Oliva Dionne was the father of the Dionne quintuplets. He was born in 1903 in Corbeil, Ontario. He had nine years of schooling, four at Corbeil and then five at Callander, where he was sent to learn English. At sixteen he left his studies to help out on the farm; there was never a thought or a question that he would do anything else.
By 1925, the year he was married, Oliva Dionne was considered the best catch in the country. He had money, the only car in the community except for the one owned by the priest, and a hay press, which he rented out by the day. The girl who caught his eye, Elzire Legros, was only sixteen when they were married in 1925.
When the depression came, the Dionnes were forced to struggle harder. Oliva Dionne found that he could no longer sell the produce of his farm or the furs of the animals he trapped each winter. Their savings kept them off relief but dwindled to almost nothing.
By 1934 , before the quintuplets were born, Oliva and Elzire already had five kids to feed. The arrival of quintuplets became a real shock to him. There was no way for him to feed 10 kids in total. Offers began pouring in once the news of the extraordinary birth had reached the public. Oliva, didn’t know what to do about it, and asked the doctor for advise. After being told to “make what you can”, because the babies probably wouldn’t survive anyway, Oliva Dionne accepted an offer to display his quintuples at the Chicago World’s Fair. This would steady the family’s income, and in fact make Oliva quite wealthy. This deal would haunt him for the coming years, as he lost his famous five due to it.

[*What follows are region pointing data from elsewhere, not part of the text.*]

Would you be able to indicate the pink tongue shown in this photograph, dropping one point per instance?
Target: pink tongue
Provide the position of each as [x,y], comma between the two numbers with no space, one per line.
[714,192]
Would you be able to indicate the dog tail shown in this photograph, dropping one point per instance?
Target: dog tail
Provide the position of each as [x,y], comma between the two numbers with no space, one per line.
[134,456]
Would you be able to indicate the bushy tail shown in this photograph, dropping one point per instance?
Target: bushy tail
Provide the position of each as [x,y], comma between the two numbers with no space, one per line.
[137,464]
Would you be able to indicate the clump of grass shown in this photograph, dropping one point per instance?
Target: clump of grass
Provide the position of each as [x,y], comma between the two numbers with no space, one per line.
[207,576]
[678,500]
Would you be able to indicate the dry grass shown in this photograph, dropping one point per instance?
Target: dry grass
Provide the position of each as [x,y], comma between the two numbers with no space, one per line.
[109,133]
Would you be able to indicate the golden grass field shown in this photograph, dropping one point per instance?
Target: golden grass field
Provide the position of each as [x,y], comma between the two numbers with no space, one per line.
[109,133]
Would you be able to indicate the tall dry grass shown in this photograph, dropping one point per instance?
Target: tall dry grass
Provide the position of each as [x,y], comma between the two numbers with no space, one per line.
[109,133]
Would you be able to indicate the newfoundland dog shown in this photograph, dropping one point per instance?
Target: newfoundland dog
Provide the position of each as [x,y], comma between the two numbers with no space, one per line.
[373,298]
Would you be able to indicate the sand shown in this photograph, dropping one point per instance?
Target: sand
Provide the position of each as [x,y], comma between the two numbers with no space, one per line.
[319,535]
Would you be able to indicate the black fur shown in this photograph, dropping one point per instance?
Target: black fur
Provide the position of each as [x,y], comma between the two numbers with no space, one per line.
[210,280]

Ever since the quints were taken out of his care, Oliva struggled for 7 years to regain custody. He was always made fun of in the media during those years, and was made to look like a complete idiot. He opened his own booth at “quintland”, where he signed pictures of the girls to make extra money.
On February 1, 1942, the five quintuplets went along with their father and mother to break ground for a new home. This was the year of the big family reunion. Oliva Dionne had finally won. But instead of letting the quints lead normal lives, Oliva continued to keep them in the spotlight for as long as he possibly could.
In the 60’s, the four surviving quintuplets told everything from their point of view, by writing the book “We were Five”. The book is harsh in its assessment of the Dionne parents but the truth is that the quintuplets’ own feelings –especially towards their father- were even harsher at the time it was written. Through the eyes of Yvonne, Annette, Cecile and Marie, Oliva Dionne appears as a distant and unloving man. They said he impossible to grow close to, embittered by the events of a decade, suspisious of strangers and acquaintances, and hungry to assert his total control over his daughters, whom he rarely if ever praised..
Oliva Dionne died in 1979, at the age of 76. He had been in poor health for a while, but died suddenly in hospital due to a heart attack. He hadn’t seen any of the surviving quintuplets for 10 years. They did, however, attend his funeral.